[Interface roadmap] fit objects and `extract`

Hey all,

I wanted to break out this topic from the larger interface roadmap draft. We need to decide what the posteriors returned from the fit objects will look like. I asked Ben about replacing “extract” and he wrote the following:

For RStan3, I don’t think there should be a standalone extract function (or many standalone functions for that matter) because functions with names like extract conflict with functions that have the same name in other packages.

There could be an $extract() method for the Reference Class that holds the output, but I think it would be kind of unnecessary. I think users would be able to do foo$theta to get the draws of thetarather than foo$extract(pars = “theta”) or something like that. The user wanted all or most of the parameters, then as.matrix, as.data.frame, etc. would presumably be more useful.

So, could go either way on an $extract method, but the main points (which I think were agreed upon in 2014) were that

  • The permute argument should die
  • The order should be StanDimensions x Chains x MainIterations so that it is easy to add more iterations to the back and so that you don’t have to do anything if you want to analyze the thing with the distinction between chains and main iterations erased.

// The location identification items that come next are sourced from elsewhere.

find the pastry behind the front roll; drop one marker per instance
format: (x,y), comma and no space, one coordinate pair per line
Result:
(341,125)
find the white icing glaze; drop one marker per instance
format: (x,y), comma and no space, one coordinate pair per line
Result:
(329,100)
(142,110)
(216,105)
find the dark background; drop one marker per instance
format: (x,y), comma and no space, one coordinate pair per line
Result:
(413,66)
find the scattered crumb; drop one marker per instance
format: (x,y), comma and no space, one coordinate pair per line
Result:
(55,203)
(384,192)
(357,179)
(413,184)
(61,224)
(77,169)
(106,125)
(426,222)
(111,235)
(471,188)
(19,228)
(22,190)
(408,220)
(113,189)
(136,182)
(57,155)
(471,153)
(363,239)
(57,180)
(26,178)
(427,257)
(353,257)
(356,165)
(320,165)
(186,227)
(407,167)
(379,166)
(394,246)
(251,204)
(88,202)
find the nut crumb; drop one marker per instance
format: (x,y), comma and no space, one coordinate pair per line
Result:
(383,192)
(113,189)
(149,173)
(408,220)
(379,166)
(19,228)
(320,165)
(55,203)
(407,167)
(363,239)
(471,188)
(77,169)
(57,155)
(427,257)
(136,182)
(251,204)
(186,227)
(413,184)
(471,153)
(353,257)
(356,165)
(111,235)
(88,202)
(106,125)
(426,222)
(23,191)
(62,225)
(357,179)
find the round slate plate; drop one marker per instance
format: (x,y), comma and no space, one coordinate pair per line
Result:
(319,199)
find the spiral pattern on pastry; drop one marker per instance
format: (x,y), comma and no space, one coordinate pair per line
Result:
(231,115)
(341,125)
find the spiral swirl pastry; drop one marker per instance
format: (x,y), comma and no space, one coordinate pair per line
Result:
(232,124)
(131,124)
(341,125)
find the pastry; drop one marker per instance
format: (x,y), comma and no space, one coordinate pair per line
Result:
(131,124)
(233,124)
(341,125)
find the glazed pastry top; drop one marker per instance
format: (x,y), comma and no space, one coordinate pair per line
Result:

Do you all still agree on this direction? Here I’ll attempt to write it up declaratively as it would appear in the end result roadmap document, noting places where I’m filling in specifics that weren’t specified anywhere and could use comment with italics and question marks. I was unsure about most of these details, so please correct me as needed.

Returning results

The language interfaces will return an object representing the results of fitting a Stan model (henceforth called a “StanFit” object, though the name isn’t important) that allows attribute access to each of the named parameters, transformed parameters, and generated quantities returned by running a Stan inference algorithm on data. The iterations will be stored flat (?) such that the first dimension is the MainIteration number, the 2nd dimension is the chain number, and the rest of the dimensions are the StanDimensions (? is this right or backwards? see example:). For example, if we have a two dimensional array parameter real theta[2]; and the following fit result containing two iterations on two chains:

iteration chain theta.1 theta.2
1 1 11.1 11.2
1 2 12.1 12.2
2 1 21.1 21.2
2 2 22.1 22.2

The results would be a single dimensional (flat) array as the following: fit.theta = [11.1, 11.2, 12.1, 12.2, 21.1, 21.2, 22.1, 22.2].

Each interface will also provide methods for translating into a 2d matrix or dataframe style object with the appropriate columns for chain id, iteration id, and each of the Stan dimensions of each of the parameters, essentially just like the table posted above. There will be no options to change the ordering (i.e. no permuted or permute flag), and there will be a separate method to retrieve the warmup samples (?).

//cc @bgoodri @ariddell @jonah @paul.buerkner @ahartikainen @Bob_Carpenter @mitzimorris

Particularly curious if we want them to be flattened or to have the theta[iter][chain][standim1][standim2][...] structure. Thanks all!

1 Like

My sense is that User Interface Guidelines for Developers captures the results of previous discussions and describes how results will be returned. Perhaps we could discuss specific changes (if any) to that document instead of starting afresh?

2 Likes

I didn’t know that page existed! Sorry y’all. I wish I had known to ask for this before the roadmap meeting, haha. One thing that I don’t know how to interpret on that wiki page is what it means when someone writes [ params x chains x iterations ]. Is it as I specified above using the table to flattened structure conversion?

Backwards. For example,

parameters {
  vector[N] theta[K];
}

should by default come out N \times K \times 4 \times 1000 or equivalently N \times K \times 4000

I don’t like that we would start to remove dimensions if they are 1. That is going to be real pain in the long run (because we don’t have named dimensions).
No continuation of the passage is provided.